Carmakers have “always had a pretty big voice, especially as how they try to own the day in social,” said Jamie Tedford, founder and CEO of Brand Networks, a social marketing company. “Typically, they have a very vocal fan base on social (sites),” he said.
With cars in general and luxury vehicles in particular, the stakes are higher and the penchant for aggressive advertising greater. “The category demands that head-to-head competition and taking your rivals on,” said marketing professor Bernacchi. "That’s why I think the automakers have become aggressive and have to keep being aggressive."
Jaguar is a newcomer this year, which the brand can use to its advantage, Bernacchi said. “They have the garage to themselves, so to speak … this is their rookie year." The British automaker — which has rolled out early teasers with British actor Ben Kingsley — will be joined by luxury-auto Super Bowl veteran Audi, which has made a habit of calling out rivals in advertising.
“I think we’re going to have some brand name calling out,” Bernacchi said, especially because millennials respond well to these aggressive ads.
Automakers aren't the only ones slugging it out for market share.
“The yogurt wars will be fascinating to watch because this year we have both Dannon and Chobani,” Calkins said. Chobani is a first-time Super Bowl advertiser. Dannon, which ran an ad for its Greek yogurt brand Oikos in 2012 and sat out last year, is once again tapping actor John Stamos — this time joined by former “Full House” co-stars Bob Saget and Dave Coulier.
Although Dannon is the established player and Chobani a relative newcomer, Calkins predicted Oikos might be the brand to go on the offensive, based on its 2012 Super Bowl ad, in which Stamos was head-butted and knocked off a chair. Although it didn't mention Chobani by name, "It was really a very symbolic piece of communication," he said.

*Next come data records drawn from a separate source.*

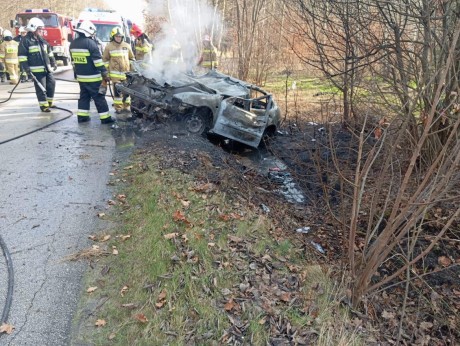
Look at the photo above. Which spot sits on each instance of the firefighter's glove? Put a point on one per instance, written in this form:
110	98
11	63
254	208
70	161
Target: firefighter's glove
105	76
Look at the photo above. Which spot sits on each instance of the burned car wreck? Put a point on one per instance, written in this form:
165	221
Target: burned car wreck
213	103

Another battle marketers see heating up is the cola wars. "Pepsi has taken great joy in poking Coca-Cola in the last several super bowls,” Symonds said, but this year Pepsi’s status as antagonist has been co-opted by SodaStream, a make-it-yourself soda machine that made its Super Bowl debut last year.
In 2013, SodaStream followed the script practically patented by domain registrar GoDaddy (which is expected to show a more female-friendly face in its commercial slot this year) by creating an ad that gets banned by the network, taking it online, and getting buzz for both. In the original ad last year, SodaStream featured both Coke and Pepsi’s logos, which were changed to more generic labels in the commercial that ran during the game.
"Coke and Pepsi have an interesting question: Do you worry more about your primary competitor in soda or do you worry more about new beverages and SodaStream?" Calkins said. “I suspect in the Super Bowl, you won’t see Coke and Pepsi try to attack each other, but you will see them kind of attack SodaStream,” he predicted.
And marketers expect an upstart in the candy aisle to get fiesty. "It will be interesting to watch Butterfinger,” Calkins said. The Nestle-owned brand is using its Super Bowl spot as a springboard to launch its new peanut butter cups.
"The challenge is you’ve got this behemoth in Reese’s," he said. "If Butterfinger's going to succeed, they have to do something to break out of the clutter, so it would make perfect sense for Butterfinger to attack Reese’s."
Overall, marketing experts say this year’s commercials will hit as hard as the football players. “It’s going to be a classic competitive battle. This will be as interesting as the football game for anybody who’s in advertising," Calkins said.